Throws up another skull

HAMLET
There's another: why may not that be the skull of a
lawyer? Where be his quiddities now, his quillets,
his cases, his tenures, and his tricks? Why does he
suffer this rude knave now to knock him about the
sconce with a dirty shovel, and will not tell him of
his action of battery? Hum! This fellow might be
in's time a great buyer of land, with his statutes,
his recognizances, his fines, his double vouchers,
his recoveries: is this the fine of his fines, and
the recovery of his recoveries, to have his fine
pate full of fine dirt? Will his vouchers vouch him
no more of his purchases, and double ones too, than
the length and breadth of a pair of indentures?
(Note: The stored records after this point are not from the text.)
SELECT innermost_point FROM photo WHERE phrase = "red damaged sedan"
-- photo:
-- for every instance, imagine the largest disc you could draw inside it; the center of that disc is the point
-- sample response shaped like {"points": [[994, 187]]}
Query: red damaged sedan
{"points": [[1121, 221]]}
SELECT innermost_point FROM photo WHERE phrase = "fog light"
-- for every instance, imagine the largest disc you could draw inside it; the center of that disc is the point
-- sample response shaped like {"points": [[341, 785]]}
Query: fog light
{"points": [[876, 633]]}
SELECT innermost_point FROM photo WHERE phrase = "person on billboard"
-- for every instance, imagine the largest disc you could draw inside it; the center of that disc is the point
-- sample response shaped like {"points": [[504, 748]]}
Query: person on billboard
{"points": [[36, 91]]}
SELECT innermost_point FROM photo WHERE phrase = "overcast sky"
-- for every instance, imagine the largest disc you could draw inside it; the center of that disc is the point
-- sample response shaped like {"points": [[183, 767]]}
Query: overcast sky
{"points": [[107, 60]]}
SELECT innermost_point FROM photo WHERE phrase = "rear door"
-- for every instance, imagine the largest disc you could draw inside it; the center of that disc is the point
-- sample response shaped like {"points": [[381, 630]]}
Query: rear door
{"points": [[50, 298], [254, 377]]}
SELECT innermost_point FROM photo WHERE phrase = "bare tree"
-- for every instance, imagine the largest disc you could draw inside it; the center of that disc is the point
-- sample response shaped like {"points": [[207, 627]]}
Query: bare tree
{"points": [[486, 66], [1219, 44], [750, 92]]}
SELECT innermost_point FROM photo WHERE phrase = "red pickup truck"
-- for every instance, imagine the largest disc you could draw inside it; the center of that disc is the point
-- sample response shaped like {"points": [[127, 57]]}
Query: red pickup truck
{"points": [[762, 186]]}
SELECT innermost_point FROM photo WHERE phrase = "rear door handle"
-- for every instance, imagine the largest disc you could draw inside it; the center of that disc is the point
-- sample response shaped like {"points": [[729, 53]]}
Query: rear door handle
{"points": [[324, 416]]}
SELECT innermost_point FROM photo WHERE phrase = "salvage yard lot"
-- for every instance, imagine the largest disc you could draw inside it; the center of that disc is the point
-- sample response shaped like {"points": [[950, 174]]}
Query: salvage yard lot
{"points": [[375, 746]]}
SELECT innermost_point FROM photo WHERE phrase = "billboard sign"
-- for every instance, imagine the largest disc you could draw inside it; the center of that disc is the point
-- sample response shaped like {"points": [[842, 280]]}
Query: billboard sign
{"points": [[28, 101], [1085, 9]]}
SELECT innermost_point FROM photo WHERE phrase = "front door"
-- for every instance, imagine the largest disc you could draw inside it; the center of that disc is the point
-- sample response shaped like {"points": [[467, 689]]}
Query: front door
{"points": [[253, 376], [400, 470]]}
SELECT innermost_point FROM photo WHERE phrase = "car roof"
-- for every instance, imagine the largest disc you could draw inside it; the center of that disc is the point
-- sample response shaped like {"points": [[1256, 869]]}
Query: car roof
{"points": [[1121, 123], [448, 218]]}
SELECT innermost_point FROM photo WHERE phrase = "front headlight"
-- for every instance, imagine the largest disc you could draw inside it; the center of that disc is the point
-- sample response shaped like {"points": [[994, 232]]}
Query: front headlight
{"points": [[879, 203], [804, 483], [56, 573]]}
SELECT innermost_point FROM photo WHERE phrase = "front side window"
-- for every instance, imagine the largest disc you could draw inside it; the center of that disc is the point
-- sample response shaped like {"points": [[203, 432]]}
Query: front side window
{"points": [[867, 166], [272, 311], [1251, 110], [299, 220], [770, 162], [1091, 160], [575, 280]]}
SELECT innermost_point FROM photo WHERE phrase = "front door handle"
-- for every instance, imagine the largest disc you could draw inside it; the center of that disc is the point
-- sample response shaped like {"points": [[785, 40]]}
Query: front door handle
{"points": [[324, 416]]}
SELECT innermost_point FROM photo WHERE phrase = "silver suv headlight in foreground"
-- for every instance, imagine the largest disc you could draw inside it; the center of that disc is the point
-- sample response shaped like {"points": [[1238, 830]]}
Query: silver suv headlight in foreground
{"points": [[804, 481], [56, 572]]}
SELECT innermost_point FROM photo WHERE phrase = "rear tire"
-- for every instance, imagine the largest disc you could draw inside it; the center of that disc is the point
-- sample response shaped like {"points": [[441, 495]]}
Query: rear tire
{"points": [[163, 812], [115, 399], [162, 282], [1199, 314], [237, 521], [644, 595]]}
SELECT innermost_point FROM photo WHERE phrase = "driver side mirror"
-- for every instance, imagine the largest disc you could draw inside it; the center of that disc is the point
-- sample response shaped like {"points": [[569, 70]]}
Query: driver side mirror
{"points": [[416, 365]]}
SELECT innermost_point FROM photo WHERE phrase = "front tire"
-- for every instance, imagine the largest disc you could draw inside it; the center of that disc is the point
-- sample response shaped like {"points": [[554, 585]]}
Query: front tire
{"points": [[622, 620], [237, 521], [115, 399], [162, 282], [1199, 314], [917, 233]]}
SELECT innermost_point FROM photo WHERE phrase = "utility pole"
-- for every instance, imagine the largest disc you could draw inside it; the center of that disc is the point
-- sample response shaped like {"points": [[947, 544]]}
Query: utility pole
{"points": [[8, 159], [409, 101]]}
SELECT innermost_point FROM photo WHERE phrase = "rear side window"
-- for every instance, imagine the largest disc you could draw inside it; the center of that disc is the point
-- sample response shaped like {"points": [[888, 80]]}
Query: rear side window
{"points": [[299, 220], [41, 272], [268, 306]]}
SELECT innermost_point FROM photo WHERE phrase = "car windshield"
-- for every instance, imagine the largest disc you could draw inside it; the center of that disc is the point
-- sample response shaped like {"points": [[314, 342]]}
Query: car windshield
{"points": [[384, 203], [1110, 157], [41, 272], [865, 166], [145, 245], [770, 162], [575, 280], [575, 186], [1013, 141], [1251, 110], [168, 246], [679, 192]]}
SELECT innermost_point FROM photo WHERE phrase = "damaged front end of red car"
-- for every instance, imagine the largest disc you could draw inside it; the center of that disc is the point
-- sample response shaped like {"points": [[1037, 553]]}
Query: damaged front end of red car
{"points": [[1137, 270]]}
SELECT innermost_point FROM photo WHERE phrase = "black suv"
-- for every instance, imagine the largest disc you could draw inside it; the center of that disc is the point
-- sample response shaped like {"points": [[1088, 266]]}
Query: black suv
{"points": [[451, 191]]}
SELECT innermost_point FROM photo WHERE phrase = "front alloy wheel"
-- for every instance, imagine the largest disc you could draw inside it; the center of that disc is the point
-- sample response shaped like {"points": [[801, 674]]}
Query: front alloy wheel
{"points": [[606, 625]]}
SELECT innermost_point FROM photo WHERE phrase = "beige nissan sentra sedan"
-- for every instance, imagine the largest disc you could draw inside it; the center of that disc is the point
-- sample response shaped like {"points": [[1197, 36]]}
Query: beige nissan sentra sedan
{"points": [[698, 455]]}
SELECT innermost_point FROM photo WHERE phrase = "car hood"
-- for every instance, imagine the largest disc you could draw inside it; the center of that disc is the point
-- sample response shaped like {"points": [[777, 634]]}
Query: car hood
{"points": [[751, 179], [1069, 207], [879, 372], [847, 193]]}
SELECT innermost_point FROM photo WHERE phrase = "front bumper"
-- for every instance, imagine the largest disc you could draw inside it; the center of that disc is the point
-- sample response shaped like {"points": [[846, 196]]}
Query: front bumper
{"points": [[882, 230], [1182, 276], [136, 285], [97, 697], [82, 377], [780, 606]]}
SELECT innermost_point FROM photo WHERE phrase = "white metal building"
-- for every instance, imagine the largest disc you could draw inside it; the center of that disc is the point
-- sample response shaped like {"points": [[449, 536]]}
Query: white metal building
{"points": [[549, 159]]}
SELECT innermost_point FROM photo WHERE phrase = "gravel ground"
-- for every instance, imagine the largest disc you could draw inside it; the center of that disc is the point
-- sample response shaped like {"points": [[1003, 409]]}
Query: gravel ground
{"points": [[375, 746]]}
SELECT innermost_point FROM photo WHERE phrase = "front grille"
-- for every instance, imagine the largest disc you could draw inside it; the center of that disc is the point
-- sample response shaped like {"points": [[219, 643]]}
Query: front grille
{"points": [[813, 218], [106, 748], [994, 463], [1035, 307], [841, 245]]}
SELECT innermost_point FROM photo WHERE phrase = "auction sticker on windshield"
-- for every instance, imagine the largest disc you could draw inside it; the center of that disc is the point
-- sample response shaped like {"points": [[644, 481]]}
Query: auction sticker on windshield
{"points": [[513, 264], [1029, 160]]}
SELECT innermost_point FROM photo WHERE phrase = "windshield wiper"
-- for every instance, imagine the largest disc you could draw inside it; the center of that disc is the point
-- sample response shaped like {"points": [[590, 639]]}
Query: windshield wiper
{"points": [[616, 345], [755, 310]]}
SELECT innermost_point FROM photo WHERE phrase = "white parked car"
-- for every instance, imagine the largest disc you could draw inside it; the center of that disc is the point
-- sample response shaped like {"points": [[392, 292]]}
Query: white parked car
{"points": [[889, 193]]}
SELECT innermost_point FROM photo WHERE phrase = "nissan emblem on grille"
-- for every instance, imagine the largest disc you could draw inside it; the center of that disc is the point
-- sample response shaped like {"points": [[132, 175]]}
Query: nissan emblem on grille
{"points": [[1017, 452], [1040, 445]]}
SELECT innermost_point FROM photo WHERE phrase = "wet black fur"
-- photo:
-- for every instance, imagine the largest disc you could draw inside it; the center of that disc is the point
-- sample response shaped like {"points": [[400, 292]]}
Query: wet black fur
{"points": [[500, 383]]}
The
very conveyances of his lands will hardly lie in
this box; and must the inheritor himself have no more, ha?

HORATIO
Not a jot more, my lord.

NOTES:

Loggats
According to Samuel Johnson’s dictionary (itself written about 150 years after the Hamlet) loggats “is the ancient name of a play or game, one of the unlawful games enumerated in the 33rd statute of Henry VIII”. No more than the Grave Digger’s antiquated song, perhaps Hamlet’s mention of this old-fashioned (and outlawed) game is Shakespeare’s means of making his audience think about how old these bones might be.

Legal Language
I promised to include definitions of the various property terms that Hamlet lists, and for balance I should probably include the legal ones too!
quiddities: from the Latin “quidditas” - the very essence of a thing. Quiddities are excessively subtle legal quibbles and technicalities. It’s almost onomatopoeic in its fussiness!
quillets: this word does double duty, since it can mean quibbles, and also a small pocket of land. Shakespeare and/or Hamlet seems to be geared up to use his language very cleverly throughout the scene. Early on he uses fine (‘fine revolution’…) and now here he prepares us for the property discussion with this little word that means small pieces of land.
tenures: property titles. Evidently the lawyer and the property owner shared much business - regardless which profession this skull came from, it would have held details of all these things!
tricks: again, the language is intricately woven here. Hamlet has earlier wished that we had the ‘trick’ to see the human experience for what it is. Now here he uses the word ‘tricks’ not quite as skill, so much as ‘legal trickery’ - ‘law-tricks’ was in common parlance when the play was written. There’s even an almost-contemporary play called Law Tricks by John Day!

Property Language
The various pieces of legal terminology all flow in such quick succession that it felt unnecessarily pedantic to explain them all within the episode. But never let it be said that I’d overlook a definition…!
statutes: these were securities, either for a mortgage or for a debt.
recognizances: bonds and securities to do with debt.
vouchers: these were certificates and guarantees from third parties.
recoveries: suits for the recovery or repossession of lands.